Gürcistan protestoları: Hükümet yasa tasarısını geri çekti
Kitlesel protestoların ardından, Gürcistan hükümeti "yabancı nüfuzun şeffaflığı" üzerine hazırlanmış olan yasa tasarısını şimdilik geri çekti. Yasayla, Rusya'dakine benzer şekilde medya organları ve çalışanlarının yanı sıra sivil toplum kuruluşlarının da "yabancı ajan" ilan edilmesi ve çalışmalarının kısıtlanması mümkün hale gelecekti. Sivil topluma övgüler düzen Avrupa basını, sürekli tetikte olma uyarısı yapıyor.
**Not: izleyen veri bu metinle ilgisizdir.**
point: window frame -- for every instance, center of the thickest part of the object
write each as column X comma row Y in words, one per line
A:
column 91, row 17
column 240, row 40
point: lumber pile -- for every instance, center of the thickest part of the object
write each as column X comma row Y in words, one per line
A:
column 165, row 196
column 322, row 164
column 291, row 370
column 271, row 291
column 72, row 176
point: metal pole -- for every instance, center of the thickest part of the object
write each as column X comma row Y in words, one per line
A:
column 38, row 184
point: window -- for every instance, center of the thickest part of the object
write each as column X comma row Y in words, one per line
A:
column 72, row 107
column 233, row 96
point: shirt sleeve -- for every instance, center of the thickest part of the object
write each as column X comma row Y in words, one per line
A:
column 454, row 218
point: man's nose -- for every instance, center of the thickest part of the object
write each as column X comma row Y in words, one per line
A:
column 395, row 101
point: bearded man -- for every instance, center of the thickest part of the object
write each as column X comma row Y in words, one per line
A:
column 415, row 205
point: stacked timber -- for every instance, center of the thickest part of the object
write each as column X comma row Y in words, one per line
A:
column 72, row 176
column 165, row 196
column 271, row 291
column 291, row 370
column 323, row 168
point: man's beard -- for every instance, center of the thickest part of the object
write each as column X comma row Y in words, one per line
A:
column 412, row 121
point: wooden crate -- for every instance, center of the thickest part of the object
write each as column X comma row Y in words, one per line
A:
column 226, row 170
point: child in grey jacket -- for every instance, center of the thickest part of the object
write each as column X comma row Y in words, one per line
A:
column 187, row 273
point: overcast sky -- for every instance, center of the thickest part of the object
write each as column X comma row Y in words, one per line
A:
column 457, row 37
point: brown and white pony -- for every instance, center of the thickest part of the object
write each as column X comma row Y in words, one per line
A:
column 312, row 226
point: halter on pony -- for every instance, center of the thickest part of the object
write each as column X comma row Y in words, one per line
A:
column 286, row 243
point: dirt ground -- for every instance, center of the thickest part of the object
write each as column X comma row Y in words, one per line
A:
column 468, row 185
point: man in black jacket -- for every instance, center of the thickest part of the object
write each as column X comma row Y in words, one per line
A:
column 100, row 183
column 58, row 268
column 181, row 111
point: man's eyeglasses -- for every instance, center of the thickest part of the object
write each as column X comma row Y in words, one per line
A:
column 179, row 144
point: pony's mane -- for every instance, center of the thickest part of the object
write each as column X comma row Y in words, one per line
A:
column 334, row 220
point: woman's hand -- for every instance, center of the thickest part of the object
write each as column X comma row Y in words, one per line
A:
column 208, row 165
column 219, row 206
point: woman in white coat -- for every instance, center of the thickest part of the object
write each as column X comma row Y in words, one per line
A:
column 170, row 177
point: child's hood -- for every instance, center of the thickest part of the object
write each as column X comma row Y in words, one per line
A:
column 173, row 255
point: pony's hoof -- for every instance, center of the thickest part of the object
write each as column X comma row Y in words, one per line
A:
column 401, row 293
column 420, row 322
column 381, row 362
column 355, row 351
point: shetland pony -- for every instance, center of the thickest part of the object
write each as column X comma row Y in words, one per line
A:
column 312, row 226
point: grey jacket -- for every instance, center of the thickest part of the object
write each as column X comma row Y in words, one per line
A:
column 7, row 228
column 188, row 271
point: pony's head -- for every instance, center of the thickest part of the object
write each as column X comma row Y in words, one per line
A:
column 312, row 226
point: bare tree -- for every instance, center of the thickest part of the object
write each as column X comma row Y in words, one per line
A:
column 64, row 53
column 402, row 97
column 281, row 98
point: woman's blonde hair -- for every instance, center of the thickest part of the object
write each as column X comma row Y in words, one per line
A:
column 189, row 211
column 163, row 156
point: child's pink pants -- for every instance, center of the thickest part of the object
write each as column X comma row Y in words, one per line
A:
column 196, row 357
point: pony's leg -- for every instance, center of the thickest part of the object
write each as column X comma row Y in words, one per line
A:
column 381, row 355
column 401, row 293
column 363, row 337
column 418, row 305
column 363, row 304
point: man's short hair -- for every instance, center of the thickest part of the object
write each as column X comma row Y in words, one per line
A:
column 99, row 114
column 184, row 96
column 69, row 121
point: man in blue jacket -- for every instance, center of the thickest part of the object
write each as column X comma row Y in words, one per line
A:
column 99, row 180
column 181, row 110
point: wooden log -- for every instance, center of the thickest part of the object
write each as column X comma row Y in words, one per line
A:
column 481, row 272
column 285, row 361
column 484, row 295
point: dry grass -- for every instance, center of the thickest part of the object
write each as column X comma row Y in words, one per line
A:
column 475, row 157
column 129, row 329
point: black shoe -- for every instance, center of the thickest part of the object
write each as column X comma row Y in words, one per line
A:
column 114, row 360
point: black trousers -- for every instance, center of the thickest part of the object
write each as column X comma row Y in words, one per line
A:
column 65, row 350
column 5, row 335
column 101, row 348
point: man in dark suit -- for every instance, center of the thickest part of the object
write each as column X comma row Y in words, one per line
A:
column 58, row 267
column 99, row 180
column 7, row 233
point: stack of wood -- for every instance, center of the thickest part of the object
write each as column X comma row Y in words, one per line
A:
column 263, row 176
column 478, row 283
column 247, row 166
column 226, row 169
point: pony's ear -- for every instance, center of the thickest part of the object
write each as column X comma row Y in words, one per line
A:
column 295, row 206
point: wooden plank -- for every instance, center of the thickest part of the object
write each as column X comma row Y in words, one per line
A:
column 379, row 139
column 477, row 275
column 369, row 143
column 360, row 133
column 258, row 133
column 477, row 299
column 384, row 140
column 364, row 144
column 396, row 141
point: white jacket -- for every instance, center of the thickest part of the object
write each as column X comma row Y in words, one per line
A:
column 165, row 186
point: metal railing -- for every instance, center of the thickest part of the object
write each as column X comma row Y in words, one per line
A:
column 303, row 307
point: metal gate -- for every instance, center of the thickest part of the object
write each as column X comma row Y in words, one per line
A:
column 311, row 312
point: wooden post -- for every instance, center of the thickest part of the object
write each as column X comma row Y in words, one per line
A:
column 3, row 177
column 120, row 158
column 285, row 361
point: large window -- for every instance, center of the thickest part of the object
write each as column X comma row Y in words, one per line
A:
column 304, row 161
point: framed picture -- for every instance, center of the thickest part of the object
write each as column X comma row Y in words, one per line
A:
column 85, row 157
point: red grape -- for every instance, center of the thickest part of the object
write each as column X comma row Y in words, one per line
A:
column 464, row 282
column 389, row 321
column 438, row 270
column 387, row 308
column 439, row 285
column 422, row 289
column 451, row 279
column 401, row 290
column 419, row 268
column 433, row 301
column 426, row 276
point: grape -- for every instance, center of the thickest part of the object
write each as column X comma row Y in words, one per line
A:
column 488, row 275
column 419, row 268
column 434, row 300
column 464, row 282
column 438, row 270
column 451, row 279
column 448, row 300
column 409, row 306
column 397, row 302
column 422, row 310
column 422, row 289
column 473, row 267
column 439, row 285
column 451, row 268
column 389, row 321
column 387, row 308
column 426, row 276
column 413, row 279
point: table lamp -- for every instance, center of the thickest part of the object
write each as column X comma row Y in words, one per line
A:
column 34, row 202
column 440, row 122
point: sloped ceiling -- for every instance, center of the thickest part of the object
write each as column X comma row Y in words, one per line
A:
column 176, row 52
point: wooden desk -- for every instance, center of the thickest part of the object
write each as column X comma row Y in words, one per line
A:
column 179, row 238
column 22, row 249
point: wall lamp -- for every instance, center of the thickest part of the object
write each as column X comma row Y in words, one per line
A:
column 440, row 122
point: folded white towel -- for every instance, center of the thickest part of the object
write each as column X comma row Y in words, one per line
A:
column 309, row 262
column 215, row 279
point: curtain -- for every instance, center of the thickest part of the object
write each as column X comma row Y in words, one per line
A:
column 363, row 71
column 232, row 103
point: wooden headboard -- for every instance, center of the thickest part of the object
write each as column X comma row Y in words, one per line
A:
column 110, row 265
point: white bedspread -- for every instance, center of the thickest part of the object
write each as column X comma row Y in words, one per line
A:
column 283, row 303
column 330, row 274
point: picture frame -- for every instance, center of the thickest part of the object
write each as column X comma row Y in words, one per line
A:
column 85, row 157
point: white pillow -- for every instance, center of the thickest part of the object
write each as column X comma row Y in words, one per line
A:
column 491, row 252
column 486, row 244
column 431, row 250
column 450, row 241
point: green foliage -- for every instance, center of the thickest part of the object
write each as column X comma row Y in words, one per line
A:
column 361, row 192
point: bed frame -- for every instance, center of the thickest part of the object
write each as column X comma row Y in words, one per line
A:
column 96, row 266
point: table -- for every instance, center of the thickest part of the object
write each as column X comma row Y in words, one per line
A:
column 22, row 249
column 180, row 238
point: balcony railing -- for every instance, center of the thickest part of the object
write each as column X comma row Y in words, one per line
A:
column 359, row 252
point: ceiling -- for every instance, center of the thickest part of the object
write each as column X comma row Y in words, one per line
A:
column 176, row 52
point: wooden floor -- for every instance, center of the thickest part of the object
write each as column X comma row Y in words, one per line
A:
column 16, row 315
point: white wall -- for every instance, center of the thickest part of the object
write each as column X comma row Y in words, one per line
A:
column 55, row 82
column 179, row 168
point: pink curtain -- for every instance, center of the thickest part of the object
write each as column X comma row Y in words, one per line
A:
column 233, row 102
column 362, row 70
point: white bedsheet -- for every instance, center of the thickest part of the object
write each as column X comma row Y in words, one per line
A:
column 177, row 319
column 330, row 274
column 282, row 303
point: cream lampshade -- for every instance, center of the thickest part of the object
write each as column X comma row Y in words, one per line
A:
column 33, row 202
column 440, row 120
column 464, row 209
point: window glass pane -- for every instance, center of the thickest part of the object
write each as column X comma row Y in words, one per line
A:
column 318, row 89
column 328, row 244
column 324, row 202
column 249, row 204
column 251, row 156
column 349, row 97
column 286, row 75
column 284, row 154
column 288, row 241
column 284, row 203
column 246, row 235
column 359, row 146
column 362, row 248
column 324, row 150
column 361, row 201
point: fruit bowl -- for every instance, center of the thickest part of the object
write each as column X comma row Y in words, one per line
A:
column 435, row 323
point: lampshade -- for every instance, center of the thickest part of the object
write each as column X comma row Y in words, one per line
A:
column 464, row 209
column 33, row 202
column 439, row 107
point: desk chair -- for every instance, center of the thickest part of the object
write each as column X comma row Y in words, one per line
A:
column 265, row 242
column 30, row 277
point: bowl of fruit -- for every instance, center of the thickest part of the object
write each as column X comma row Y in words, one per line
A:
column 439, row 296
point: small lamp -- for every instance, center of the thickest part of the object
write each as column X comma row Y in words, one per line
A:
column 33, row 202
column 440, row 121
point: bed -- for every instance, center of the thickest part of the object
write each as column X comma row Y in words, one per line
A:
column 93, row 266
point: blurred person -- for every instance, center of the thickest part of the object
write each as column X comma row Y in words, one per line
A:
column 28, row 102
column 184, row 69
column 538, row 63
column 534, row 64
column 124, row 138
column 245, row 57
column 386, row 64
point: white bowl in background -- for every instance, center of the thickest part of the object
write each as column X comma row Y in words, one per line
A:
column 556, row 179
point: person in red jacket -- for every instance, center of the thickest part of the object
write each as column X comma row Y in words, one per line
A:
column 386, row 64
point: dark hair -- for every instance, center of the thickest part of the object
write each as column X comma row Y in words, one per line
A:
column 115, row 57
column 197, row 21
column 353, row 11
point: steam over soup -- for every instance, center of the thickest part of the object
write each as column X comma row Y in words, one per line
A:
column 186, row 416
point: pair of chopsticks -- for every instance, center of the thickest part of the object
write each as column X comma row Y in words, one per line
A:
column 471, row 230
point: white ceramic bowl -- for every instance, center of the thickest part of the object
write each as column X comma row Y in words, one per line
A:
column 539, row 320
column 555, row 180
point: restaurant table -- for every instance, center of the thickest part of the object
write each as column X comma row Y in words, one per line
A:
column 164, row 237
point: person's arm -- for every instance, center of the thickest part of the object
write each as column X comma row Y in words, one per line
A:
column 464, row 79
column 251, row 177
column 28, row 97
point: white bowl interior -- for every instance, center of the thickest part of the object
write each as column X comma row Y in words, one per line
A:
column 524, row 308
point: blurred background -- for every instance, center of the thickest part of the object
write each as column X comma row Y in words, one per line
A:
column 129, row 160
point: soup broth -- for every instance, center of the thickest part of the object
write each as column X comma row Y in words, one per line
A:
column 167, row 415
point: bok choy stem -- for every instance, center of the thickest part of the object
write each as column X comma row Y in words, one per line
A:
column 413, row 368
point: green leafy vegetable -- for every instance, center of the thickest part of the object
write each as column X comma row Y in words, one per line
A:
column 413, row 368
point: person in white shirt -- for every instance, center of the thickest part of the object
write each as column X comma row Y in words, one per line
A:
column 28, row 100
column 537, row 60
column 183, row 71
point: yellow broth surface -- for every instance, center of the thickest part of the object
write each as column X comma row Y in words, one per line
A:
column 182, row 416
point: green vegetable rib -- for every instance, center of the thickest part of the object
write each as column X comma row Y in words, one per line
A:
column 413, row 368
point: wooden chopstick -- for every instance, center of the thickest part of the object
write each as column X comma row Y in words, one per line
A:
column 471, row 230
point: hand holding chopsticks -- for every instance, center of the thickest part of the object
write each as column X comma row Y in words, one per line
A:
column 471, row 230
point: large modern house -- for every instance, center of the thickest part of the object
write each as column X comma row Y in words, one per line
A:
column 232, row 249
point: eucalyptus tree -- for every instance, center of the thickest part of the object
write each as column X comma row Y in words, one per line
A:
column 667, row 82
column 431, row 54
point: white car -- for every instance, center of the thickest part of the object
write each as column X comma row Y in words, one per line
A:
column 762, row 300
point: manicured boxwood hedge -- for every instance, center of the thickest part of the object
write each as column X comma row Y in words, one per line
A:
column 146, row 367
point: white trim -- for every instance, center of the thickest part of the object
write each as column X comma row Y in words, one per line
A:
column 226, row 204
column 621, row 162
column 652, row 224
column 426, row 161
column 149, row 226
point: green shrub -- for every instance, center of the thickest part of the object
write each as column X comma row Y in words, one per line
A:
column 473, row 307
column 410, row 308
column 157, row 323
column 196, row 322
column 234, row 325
Garibaşvili'nin koltuğu sallantıda
Gürcistan'ın eski Ukrayna basın ataşesi Bacho Korchilava, Gordonua.com'da yasa tasarısında geri adım atsa da Gürcistan hükümetinin günlerinin sayılı olduğunu yazıyor:
“Bu hükümeti gelecekte zor günler beklediğini düşünüyorum. Başbakan Garibaşvili, [Haziran 2019'da] 'Gavrilov Gecesi' protestolarını şiddet kullanarak bastırdıktan sonra bir kez istifa etmişti. ... Ve yine aynı hatayı tekrarladı - toplumla karşı karşıya gelmeye cüret etti ve bir protestonun dağıtılması emrini verdi. Yasa tasarısının geri çekilmesinin, koltuğunu korumasına yeteceğini sanmıyorum.”
Avrupa'ya örnek olsun
Handelsblatt, protestocuları hayranlıkla izliyor:
“Bu yasa yalnızca, özgürlük hakkı ve Avrupa aidiyeti uğruna sokaklara dökülmeye hazır sivil toplum sayesinde çıkarılamadı. Dahası, Tiflis’teki protestolar apaçık Rusya’nın ülkede her zamanki gibi hayli güçlü olan nüfuzunu da hedef alıyor. ... Gürcistan’ın AB üyeliğine adaylık statüsü geçtiğimiz yıl reddedilmesine rağmen, halkı Avrupa değerlerini temsil ediyor. Avrupa’nın dört bir yanındaki insanlar da bunu örnek almalı - çünkü ne basın özgürlüğü, ne ifade özgürlüğü, ne de Rus etkisinden kurtulma özgürlüğü günümüzde artık oturduğun yerden kazanılmıyor.”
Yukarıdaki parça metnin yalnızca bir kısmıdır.